Indeed, food -- and especially the lack thereof -- brings out our animal nature. And when we homo sapiens find ourselves in the artificial environment of the workplace, complete with its stresses, catered temptations, psychosocial dramas, smelly refrigerators, bureaucratic tedium and, yes, vending machines, we are animals who eat badly more often than not.  

“You’re sitting in a room with no windows for hours, and sometimes you just get bored and eat,” says Natalie Davis-Runyan, a regional vice president for staffing firm Todays Office Professionals. And if you eat what’s within reach, such as cafeteria food, high-calorie snacks and so on, you’re alarmingly likely to develop health problems.

What can you do to improve what you eat at the office, which for many of us is the bulk of what we consume all day? Here are a few approaches to better nutrition in the land of heartburn and the pizza-sized chocolate chip cookie.

Bring Your Own Food

The consensus of health and nutrition professionals is that you’ll eat much better if you plan ahead and pack a lunch. “You have to be prepared and bring food that’s healthy,” says Merey. “A brown bag is always better than a restaurant or vending machines.”

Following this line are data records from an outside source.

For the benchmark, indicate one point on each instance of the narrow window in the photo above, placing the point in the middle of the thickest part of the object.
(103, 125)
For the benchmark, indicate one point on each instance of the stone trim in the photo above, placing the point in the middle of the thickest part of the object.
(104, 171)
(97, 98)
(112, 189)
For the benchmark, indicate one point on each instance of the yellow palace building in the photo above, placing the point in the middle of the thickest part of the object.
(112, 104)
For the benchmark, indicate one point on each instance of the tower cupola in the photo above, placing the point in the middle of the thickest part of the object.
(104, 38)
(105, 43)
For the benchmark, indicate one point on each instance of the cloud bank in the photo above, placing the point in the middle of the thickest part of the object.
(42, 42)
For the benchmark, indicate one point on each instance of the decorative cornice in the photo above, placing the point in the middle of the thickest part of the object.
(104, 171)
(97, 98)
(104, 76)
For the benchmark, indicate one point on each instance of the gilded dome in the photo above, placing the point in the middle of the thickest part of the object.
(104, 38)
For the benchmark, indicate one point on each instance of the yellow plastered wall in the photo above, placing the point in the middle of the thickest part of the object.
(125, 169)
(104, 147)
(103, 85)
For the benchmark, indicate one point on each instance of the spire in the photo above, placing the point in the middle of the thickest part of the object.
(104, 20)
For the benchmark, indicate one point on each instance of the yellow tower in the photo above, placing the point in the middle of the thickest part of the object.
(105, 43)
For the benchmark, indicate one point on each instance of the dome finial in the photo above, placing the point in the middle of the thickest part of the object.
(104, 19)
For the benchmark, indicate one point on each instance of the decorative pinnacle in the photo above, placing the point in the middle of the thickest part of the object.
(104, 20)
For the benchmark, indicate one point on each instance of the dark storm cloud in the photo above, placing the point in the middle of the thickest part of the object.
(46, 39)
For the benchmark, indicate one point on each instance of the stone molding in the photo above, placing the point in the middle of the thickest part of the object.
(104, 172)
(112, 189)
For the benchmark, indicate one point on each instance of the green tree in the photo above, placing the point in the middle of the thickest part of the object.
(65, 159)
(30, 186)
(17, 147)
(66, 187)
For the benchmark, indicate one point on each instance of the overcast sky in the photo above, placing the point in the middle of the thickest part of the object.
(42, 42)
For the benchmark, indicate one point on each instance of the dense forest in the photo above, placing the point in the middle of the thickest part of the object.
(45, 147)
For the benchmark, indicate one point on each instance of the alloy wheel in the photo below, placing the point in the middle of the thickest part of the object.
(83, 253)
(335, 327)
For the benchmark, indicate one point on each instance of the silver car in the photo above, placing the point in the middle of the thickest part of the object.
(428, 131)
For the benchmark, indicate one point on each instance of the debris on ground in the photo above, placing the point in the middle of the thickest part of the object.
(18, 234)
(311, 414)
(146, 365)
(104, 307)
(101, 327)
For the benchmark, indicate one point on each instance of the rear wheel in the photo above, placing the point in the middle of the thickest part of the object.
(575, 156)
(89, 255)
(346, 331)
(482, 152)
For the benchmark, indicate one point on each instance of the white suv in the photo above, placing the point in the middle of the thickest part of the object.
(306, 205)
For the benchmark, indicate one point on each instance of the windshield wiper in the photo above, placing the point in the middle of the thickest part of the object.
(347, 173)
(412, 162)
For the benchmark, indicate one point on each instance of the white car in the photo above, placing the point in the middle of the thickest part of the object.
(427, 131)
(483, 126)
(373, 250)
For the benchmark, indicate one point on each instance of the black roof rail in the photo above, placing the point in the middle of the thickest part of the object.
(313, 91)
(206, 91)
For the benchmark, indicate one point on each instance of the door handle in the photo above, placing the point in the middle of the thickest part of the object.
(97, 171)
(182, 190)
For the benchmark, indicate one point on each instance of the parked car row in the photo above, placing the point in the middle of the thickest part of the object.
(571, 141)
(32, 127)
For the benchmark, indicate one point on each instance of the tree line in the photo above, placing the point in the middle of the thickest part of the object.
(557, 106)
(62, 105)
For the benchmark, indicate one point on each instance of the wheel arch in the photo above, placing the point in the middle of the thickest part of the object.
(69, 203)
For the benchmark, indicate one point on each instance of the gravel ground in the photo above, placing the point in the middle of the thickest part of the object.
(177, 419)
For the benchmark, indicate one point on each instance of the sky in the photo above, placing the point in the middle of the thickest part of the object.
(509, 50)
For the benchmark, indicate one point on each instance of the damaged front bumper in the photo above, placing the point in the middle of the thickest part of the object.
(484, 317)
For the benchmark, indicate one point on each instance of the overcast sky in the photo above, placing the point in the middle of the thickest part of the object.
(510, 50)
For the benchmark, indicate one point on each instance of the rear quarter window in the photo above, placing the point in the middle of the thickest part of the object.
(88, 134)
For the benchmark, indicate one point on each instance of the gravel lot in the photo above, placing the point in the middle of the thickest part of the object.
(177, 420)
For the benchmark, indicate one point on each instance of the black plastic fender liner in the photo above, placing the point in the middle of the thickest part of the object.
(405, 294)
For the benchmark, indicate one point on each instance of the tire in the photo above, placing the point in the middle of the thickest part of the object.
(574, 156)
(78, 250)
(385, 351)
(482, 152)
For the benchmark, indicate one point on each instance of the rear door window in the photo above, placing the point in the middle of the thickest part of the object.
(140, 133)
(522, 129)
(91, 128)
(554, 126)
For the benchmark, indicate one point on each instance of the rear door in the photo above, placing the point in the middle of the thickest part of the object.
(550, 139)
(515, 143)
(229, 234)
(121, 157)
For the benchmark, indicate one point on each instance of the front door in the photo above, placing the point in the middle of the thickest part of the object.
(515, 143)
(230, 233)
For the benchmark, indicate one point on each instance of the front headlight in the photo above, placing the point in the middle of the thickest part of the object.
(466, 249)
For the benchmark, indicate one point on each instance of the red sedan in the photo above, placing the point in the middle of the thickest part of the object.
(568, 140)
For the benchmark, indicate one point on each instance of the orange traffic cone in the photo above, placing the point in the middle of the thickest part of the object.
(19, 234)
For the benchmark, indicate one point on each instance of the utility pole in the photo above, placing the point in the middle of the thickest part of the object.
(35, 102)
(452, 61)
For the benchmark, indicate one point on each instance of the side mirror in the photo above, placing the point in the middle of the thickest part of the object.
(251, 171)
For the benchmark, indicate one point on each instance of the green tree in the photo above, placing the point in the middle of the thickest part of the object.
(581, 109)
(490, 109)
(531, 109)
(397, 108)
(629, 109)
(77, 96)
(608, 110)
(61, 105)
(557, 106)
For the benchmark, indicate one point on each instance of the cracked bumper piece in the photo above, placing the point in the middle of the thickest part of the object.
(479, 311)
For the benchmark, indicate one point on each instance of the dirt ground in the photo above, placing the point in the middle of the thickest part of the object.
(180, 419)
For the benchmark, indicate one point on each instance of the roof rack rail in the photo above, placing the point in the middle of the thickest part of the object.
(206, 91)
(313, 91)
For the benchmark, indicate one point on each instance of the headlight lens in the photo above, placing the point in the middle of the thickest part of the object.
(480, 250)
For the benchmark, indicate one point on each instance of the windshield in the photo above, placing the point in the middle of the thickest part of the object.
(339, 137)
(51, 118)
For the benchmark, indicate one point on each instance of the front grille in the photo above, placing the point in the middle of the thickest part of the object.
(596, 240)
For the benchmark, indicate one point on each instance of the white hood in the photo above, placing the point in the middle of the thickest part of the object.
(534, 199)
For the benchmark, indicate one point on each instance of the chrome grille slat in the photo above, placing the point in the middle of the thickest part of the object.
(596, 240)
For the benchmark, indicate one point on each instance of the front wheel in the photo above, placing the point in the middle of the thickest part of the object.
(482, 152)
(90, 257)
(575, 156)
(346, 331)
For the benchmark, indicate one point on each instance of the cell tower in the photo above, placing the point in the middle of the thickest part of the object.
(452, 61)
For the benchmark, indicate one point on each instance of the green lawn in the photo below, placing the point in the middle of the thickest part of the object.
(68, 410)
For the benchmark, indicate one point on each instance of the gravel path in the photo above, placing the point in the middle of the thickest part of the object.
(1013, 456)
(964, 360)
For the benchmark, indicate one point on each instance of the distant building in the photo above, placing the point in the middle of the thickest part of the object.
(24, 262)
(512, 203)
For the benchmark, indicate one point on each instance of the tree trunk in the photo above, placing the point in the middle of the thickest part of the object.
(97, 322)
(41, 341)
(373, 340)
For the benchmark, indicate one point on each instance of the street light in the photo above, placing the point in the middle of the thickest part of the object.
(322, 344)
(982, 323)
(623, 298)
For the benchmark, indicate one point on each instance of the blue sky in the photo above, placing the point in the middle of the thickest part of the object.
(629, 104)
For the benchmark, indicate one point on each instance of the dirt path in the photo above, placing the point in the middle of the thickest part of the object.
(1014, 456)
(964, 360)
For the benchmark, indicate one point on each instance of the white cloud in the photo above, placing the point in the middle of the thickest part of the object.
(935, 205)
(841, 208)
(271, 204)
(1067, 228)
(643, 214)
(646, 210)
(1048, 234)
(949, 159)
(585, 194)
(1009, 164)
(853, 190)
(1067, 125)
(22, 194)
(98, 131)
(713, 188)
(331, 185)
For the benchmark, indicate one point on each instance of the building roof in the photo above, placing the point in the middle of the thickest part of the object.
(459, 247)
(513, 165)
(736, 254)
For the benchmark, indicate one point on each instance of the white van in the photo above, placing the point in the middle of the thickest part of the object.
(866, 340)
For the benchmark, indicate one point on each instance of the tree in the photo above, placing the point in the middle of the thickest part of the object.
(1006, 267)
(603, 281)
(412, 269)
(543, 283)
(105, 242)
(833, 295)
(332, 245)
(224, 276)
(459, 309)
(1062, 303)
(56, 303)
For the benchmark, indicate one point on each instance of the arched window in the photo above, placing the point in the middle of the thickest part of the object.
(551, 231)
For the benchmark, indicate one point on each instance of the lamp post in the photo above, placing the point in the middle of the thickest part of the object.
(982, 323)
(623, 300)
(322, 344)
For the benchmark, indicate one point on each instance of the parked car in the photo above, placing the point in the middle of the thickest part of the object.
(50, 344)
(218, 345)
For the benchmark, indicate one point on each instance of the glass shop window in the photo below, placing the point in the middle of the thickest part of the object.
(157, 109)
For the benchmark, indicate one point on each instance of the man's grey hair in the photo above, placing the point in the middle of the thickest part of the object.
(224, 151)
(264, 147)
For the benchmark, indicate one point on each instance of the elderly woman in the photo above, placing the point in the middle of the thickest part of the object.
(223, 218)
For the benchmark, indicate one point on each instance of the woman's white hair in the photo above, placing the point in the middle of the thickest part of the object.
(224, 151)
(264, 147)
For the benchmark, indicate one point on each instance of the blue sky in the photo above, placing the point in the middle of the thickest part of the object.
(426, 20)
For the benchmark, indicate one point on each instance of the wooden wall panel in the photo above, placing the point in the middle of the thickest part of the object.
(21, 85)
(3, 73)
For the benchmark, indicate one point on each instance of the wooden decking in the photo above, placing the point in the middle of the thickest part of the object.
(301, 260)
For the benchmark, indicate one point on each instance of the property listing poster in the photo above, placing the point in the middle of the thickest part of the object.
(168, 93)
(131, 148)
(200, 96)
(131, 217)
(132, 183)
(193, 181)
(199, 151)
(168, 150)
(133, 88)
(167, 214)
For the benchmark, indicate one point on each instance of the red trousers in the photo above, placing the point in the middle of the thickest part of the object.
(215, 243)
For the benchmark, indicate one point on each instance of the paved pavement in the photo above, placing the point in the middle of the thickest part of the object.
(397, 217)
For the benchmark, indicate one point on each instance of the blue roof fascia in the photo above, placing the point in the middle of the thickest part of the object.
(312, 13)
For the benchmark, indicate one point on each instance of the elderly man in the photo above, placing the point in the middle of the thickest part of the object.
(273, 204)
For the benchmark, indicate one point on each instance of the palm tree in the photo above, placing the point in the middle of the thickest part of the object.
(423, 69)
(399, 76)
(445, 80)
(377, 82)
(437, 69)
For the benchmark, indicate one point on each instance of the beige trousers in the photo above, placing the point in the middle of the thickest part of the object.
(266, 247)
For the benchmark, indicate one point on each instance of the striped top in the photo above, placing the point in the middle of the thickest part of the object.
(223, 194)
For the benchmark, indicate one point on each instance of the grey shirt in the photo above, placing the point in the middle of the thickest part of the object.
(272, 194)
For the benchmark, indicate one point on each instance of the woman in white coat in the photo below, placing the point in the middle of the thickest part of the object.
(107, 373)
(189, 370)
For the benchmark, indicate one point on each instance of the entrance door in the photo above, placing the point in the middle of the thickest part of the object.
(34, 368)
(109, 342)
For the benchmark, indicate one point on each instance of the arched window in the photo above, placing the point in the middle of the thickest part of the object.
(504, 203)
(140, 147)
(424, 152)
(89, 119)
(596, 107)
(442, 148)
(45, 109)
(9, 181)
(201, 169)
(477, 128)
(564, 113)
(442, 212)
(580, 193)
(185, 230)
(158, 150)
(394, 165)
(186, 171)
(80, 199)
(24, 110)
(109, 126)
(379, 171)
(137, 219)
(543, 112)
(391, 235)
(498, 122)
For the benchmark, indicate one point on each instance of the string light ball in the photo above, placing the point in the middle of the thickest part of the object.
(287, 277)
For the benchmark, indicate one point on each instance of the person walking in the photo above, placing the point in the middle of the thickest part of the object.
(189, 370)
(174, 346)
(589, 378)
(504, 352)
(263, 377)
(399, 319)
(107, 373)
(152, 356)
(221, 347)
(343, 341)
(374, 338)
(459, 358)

Brown baggers are a small but significant contingent of the workforce. “There’s about 25 percent of the people who bring their own lunches and walk away from the birthday cake,” says Davis-Runyan.

Your planning should go beyond a lunch that includes fruits and vegetables and not too much sugar or fat. “Ideally, you want snacks with fiber, protein and carbs,” says Elysse Lakatos, a registered dietitian. For example, “pistachios have those nutrients, and it takes time to shell them,” she says -- time that can give your craving a chance to subside before you stuff yourself.

Control Portions to Control Your Waistline

Whether it’s a meat entree or guilty snack in a bag, you’ve got to control portions to eat healthfully at the office. The key is to portion out at home what you’ll be eating in the break room.

If you must snack on fat-infused carbohydrates, try pre-portioned 100- or 150-calorie bags. “We have a natural tendency to finish the bag, whatever the size, even though people can satisfy cravings with small amounts,” says Miriam Pappo, director of clinical nutrition at Montefiore Medical Center.

Get Real About What’s Healthy

Educate yourself to understand what’s really nutritious. Those little cheesy fish-shaped crackers may be less nutritionally damaging than most potato chips, but they’re still not health food. “There are a lot of foods that we think are healthy, but they’re not,” says Pappo. “One of the biggest is muffins; even a regular doughnut can have many fewer calories.”

Still, sometimes you can fool yourself in a good way. “People who hide candy in a dark container are less likely to eat it than if they put it in a glass bowl,” says Merey.

Advocate for Institutional Change

Employees should bring their nutritional needs to management, which often controls the cafeteria as well as the vending machines. “The food service is a money maker for hospitals, so they want to balance what is healthy with what is profitable,” says Pappo. Unfortunately, unhealthy foods often make the most money because they sell so well.

Then there are catered lunches, those stacks of meaty sandwiches and mountains of over-the-top desserts mandated by executives looking to trigger each others’ budget envy. The first solution to try is the simplest: “Ask the people who are ordering if they can change the food,” says Tammy Lakatos, a registered dietitian and sister of Elysse Lakatos.

Take Special Care If You’re a Woman

Finally, women should remind themselves that their cardiovascular health is of great concern, media emphasis on men’s heart attacks notwithstanding. “More women than men die of heart disease each year,” says Dr. Aliya Browne, clinical director for the Hainesport Women’s Heart Center.

And women may have more difficulty staying away from unhealthy foods at the office, according to Browne: “We can become a bit more stressed than men, and that can make us more emotional eaters.”